De un lado dijeron que rápidamente se pidió que se apruebe el balance a mano alzada y que fueron apenas 8 de los 18 asambleístas (16 de los clubes de primera, 1 de la B y 1 de la C) los que las levantaron, y del otro afirmaron que 15 representantes aprobaron, excepto Central, Argentino y Central Córdoba. De un lado se reclamó que la memoria y balance no se envió en tiempo y forma para analizarla, y del otro que fue enviado vía mail con 15 días de anticipación. De un lado afirmaron que se pidió un cuarto intermedio para su análisis y del otro que el pedido no fue una moción para incorporarlo al orden del día. De un lado objetaron la presencia de Carlos Benítez por ser representante del futsal y no era asambleísta, y del otro sostuvieron que era el protesorero y debía participar porque estuvo en la confección del balance.

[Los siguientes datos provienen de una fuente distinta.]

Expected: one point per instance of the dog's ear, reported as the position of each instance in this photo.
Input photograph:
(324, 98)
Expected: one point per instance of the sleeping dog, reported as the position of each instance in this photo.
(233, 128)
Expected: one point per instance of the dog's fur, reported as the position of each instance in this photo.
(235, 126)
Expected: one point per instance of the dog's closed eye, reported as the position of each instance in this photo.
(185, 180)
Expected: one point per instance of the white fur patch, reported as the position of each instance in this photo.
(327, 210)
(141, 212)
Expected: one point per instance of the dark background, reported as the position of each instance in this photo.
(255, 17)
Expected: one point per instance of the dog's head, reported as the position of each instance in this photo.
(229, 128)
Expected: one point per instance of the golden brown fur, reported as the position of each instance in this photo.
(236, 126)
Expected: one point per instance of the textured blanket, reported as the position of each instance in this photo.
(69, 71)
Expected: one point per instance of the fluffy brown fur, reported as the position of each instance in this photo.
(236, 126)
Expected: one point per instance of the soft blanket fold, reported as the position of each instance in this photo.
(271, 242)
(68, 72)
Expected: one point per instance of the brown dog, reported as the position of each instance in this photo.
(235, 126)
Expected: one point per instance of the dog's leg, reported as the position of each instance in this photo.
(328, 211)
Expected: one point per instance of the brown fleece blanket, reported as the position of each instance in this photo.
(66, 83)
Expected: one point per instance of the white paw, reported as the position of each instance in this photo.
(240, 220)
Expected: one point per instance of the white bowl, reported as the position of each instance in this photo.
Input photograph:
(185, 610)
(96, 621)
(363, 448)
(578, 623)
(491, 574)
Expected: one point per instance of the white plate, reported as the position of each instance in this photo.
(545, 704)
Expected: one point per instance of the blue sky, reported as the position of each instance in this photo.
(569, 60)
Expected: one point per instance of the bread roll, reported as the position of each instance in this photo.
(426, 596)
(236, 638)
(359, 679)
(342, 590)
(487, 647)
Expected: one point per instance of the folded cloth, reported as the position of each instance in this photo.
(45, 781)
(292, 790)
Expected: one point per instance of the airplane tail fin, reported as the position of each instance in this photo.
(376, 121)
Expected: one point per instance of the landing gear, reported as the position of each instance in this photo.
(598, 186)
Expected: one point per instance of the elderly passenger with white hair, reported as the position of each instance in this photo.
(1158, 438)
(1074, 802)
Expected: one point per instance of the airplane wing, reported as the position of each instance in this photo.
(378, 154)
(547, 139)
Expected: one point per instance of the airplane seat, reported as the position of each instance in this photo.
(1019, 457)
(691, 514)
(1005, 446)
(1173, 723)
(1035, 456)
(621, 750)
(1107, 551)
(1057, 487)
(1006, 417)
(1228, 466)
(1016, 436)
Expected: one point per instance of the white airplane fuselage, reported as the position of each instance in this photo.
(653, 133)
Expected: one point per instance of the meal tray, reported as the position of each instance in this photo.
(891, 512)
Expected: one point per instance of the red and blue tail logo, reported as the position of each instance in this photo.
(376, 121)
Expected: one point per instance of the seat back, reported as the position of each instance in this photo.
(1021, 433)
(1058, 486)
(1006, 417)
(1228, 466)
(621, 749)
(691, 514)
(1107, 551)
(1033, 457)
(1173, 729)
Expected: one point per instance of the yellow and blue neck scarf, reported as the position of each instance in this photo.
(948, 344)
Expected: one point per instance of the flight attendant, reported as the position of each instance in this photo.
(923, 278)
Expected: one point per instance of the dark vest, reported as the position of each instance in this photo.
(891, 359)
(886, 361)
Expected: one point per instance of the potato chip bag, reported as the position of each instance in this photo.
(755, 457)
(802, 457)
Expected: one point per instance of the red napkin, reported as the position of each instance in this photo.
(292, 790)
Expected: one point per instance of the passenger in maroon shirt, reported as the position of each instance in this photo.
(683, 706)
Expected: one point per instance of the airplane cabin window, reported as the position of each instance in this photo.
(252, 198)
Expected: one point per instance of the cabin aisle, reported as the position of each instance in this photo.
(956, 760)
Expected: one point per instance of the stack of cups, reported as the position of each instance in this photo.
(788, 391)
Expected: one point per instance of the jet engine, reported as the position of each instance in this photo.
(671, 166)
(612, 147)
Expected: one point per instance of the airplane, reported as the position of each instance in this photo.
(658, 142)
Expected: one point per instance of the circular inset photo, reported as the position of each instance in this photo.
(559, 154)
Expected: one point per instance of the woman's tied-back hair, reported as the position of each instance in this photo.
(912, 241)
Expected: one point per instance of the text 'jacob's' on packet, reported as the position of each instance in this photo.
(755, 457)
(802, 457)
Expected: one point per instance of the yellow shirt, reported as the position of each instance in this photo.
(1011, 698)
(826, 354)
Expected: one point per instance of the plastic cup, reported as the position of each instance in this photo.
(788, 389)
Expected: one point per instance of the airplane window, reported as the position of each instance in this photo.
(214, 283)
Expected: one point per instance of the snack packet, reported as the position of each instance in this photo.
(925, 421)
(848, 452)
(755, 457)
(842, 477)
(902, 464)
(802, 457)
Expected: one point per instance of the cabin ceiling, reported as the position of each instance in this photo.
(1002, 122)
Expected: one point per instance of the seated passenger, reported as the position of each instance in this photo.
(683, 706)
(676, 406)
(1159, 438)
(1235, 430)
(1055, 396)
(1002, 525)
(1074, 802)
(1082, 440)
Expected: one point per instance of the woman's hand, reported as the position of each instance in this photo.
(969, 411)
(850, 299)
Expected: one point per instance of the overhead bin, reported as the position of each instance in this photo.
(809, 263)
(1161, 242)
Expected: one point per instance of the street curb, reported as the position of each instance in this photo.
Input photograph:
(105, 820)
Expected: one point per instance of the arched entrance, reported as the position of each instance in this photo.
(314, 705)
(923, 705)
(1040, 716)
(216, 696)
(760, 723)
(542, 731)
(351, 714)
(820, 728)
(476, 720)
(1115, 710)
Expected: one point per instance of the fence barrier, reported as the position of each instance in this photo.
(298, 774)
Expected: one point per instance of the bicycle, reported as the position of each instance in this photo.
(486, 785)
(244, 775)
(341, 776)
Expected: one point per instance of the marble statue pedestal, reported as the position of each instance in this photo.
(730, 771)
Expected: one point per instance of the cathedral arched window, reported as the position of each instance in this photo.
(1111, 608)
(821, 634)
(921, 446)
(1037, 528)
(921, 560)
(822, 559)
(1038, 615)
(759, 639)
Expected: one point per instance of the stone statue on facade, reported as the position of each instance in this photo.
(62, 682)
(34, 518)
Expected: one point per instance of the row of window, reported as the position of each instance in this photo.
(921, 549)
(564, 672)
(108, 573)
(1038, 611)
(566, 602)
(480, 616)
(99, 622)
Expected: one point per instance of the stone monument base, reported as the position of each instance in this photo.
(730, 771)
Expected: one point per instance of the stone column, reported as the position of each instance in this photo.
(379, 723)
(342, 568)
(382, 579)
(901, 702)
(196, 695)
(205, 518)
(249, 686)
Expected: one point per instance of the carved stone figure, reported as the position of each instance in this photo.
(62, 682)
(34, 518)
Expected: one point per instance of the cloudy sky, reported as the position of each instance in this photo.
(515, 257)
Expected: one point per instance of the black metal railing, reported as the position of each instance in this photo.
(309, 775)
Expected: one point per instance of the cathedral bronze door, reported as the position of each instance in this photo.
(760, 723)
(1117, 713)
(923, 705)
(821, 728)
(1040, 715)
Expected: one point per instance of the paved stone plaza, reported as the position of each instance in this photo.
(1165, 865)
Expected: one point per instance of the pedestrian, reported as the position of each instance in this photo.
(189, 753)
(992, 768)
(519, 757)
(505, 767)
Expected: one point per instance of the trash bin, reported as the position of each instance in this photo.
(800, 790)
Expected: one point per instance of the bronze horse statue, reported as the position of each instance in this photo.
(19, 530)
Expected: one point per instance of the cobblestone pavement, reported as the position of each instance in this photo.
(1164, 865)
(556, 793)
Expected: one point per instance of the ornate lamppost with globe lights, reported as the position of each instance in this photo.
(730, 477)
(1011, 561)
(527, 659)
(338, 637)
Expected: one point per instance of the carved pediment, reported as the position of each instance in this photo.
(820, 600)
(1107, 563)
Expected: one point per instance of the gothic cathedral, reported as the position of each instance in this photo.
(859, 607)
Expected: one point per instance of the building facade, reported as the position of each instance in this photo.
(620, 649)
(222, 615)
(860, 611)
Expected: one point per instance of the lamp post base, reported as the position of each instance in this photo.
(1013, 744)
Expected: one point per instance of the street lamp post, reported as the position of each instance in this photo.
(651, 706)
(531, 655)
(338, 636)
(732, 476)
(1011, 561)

Broglia y Giammaría se cruzaron duramente, se chicanearon de acuerdo a los testimonios recogidos. "Soy enemigo de las reelecciones permanentes", aseguró el titular canalla. "Es muy fácil. El año próximo termina mi mandato y el que esté dispuesto puede presentarse", apuntó el titular de la ARF a propósito de uno de los temas que los enfrentaron cuando la discusión se puso acalorada y en medio de otros reclamos, como una deuda canalla por entradas de Copa Libertadores o el reclamo auriazul por la confección del nuevo estatuto de la Rosarina.

Otras voces consultadas hablaron de "escándalo" y de que "Broglia es el único dirigente santafesino en el comité ejecutivo de la AFA y no debió ser tratado así". Hubo coincidencia en que el momento en que se disparó la discusión áspera y donde el clima se puso muy tenso, fue un cruce verbal entre Broglia y Benítez. "Soy medio calentón", reconoció Broglia, que así le bajó el tono a esa disputa.

La memoria y balance, por hache o por be, generalmente son aprobadas. Por eso lo que pareció asomar anoche es otro tipo de disputa, dentro del contexto de la nueva conducción de la AFA, nacida al calor de las modificaciones pedidas por la Fifa y que se reflejaron en un nuevo estatuto, que igual no incorporó todo lo que pretendía la casa madre del fútbol. En ese sentido, habrá que ver si las discusiones de la asamblea de ayer fueron apenas fuegos artificiales y quedarán en una anécdota, o por el contrario empujan a profundizar cambios, en momentos en que Giammaría fue designado Secretario del Interior del Consejo Federal de la AFA. Por ahora, lo dejaron ahí.